Доводилось ли мне когда-нибудь так поступать? Конечно, доводилось. И много раз. Какое прекрасное чувство возникает при этом. Я бы сказал, слишком прекрасное. Это легко — отдавать последний грош, когда видишь свое второе «Я», стоящее с протянутой рукой, дрожа и поджав хвост, как собака. Это легко — остаться голодным, когда знаешь, что можешь попросить и тебе дадут. Или что будет день, будет и еда. Ничего страшного. Это ты, Благодетель, остаешься в выигрыше. Не удивительно, что мы стыдливо опускаем голову, творя простой акт милосердия.

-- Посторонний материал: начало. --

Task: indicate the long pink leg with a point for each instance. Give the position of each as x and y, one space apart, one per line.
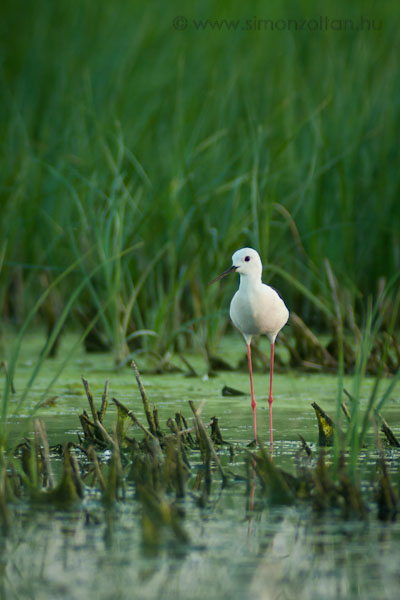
253 402
270 399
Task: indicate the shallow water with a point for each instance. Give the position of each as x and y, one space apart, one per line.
233 552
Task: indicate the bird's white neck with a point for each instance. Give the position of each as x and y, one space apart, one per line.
249 280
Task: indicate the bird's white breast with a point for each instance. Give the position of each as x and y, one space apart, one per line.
258 309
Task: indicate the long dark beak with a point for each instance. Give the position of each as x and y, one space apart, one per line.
224 274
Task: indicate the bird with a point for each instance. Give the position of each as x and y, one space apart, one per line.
255 309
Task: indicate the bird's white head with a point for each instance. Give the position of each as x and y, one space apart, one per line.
247 262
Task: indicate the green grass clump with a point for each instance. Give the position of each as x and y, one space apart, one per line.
151 154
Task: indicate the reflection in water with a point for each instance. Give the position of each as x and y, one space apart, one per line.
279 553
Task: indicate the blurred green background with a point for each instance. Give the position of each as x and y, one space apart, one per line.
140 155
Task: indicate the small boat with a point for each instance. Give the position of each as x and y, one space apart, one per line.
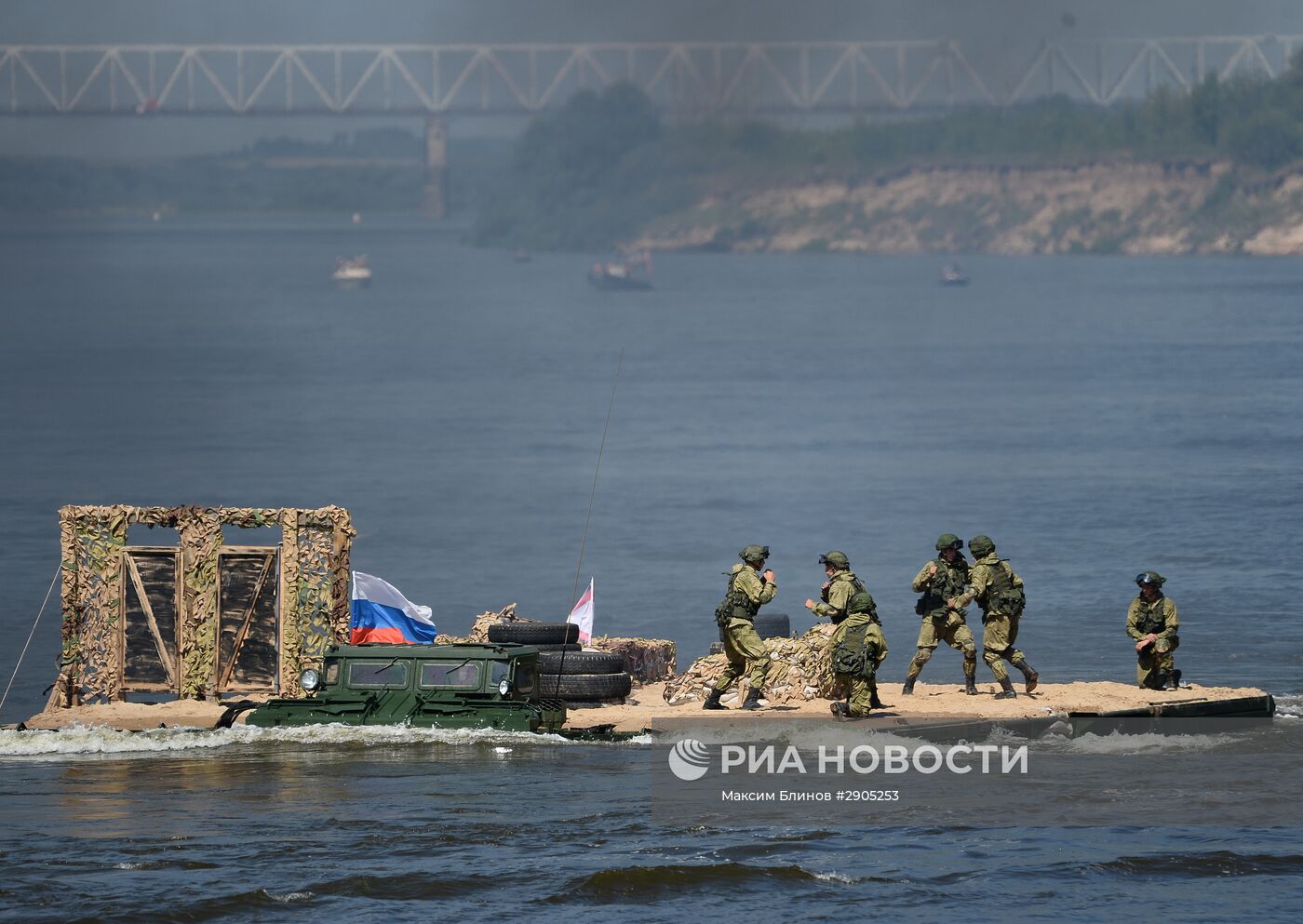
352 272
953 275
622 274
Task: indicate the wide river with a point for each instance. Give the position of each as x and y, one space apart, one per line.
1095 416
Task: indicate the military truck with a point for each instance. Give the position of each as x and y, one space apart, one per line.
458 686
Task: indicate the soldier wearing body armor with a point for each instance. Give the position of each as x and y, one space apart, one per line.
859 648
1152 621
840 586
941 580
1000 593
748 591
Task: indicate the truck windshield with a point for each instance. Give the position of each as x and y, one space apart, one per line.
378 674
451 674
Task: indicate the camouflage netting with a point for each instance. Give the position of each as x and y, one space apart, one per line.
647 660
315 563
799 670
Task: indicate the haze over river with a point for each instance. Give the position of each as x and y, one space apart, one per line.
1095 416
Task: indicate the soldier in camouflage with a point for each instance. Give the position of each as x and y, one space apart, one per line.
840 586
1000 593
748 591
1152 621
941 580
859 648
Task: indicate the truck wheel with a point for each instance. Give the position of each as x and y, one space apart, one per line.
585 686
534 634
580 663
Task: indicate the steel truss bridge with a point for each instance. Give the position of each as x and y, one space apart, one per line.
681 77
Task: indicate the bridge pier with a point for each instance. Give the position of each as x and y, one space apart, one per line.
436 193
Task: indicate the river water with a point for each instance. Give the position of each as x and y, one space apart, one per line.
1095 416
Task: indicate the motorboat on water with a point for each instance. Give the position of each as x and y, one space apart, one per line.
352 272
625 274
953 275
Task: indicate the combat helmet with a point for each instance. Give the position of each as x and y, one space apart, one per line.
753 554
860 602
837 559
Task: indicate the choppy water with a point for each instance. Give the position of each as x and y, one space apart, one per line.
1095 416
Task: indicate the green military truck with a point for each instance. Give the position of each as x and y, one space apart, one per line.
459 686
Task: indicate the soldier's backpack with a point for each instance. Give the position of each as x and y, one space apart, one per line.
733 601
853 656
1002 596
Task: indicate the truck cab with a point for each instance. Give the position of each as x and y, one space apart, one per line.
456 686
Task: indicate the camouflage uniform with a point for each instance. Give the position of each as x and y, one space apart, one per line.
860 686
840 586
1000 627
940 622
1155 663
743 645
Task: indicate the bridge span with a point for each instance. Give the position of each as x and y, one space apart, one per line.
684 78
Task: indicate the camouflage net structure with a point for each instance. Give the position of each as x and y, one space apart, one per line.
313 589
799 669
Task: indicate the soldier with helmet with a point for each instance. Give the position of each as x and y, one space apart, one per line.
938 582
859 648
748 591
840 586
1152 621
1000 593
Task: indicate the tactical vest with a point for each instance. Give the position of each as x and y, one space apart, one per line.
855 583
1002 597
1152 617
736 605
947 584
853 656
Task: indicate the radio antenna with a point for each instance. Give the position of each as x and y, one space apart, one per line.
579 567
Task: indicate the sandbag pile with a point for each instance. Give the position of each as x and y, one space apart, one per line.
647 660
799 670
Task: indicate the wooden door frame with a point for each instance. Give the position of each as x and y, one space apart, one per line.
222 674
169 660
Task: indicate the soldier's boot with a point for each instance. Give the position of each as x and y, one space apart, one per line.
1029 674
713 700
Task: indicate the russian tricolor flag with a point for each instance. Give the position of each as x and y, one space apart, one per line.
380 612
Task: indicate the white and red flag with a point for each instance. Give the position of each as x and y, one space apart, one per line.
583 614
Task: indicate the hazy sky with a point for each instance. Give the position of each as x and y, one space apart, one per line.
1012 28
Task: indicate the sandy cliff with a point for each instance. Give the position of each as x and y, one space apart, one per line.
1104 208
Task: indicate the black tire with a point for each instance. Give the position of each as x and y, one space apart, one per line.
580 663
772 625
585 686
534 634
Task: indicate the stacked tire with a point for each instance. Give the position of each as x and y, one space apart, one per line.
564 669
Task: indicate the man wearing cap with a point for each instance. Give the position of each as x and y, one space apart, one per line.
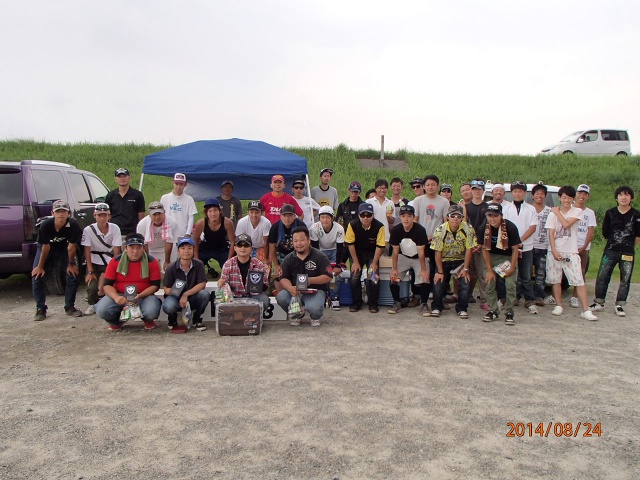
586 228
325 194
308 205
180 207
236 270
257 227
281 238
501 242
101 241
365 239
311 262
476 217
57 239
328 237
408 240
453 244
126 203
273 201
525 217
348 210
160 234
184 282
134 268
446 191
231 206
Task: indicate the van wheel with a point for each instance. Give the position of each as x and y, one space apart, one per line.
55 280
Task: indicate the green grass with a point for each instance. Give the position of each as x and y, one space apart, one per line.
602 174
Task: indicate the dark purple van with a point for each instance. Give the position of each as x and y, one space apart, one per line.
27 190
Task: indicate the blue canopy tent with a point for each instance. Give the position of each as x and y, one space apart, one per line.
207 163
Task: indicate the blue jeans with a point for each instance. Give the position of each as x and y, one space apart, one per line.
109 310
198 302
524 286
439 289
53 259
540 264
609 260
220 256
313 302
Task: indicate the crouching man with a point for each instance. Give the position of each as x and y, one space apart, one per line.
310 261
237 270
184 282
133 268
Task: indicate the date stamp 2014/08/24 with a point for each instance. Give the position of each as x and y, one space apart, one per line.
557 429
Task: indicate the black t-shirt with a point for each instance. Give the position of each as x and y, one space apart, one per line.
512 235
408 241
476 217
124 210
621 230
314 265
59 240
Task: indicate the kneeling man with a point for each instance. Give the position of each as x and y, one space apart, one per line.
184 282
310 261
133 268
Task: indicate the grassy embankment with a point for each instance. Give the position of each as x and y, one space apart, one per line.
603 174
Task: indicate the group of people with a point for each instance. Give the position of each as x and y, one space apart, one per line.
433 242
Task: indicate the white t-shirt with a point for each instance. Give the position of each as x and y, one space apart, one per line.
588 219
257 234
380 213
566 238
327 240
180 209
541 235
431 212
113 237
523 220
157 244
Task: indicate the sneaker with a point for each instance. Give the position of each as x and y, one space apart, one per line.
74 312
414 302
395 308
508 319
490 316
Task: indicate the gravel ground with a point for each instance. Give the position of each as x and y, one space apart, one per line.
363 396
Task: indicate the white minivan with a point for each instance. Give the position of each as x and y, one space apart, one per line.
592 142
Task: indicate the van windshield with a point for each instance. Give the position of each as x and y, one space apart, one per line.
572 137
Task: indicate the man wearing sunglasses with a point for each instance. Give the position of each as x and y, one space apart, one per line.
365 239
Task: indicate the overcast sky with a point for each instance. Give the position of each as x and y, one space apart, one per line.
491 76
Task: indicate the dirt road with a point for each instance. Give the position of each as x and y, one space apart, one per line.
363 396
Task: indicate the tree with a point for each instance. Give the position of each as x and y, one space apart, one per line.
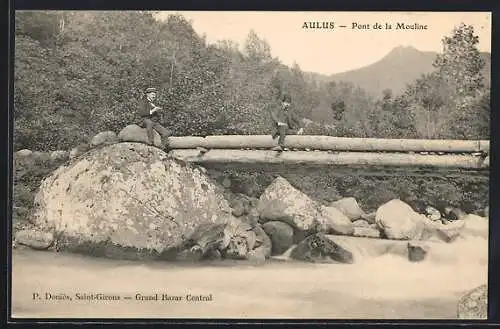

Меня порой удивляет, почему богачи этого не понимают, почему никогда не пользуются возможностью задешево купить себе популярность? Представьте Генри Миллера, некоронованного короля Калифорнии, который каждое утро выходит из банка с карманами, набитыми четвертаками, и раздает их, как царь Соломон, нищим алкашам, выстроившимся вдоль тротуара, которые все как один униженно бормочут: «Спасибо, сэр!» — и почтительно приподнимают шляпы. Найдется ли лучшее средство, коли у вас такая совестливая душа, чтобы взбодриться перед началом трудового дня?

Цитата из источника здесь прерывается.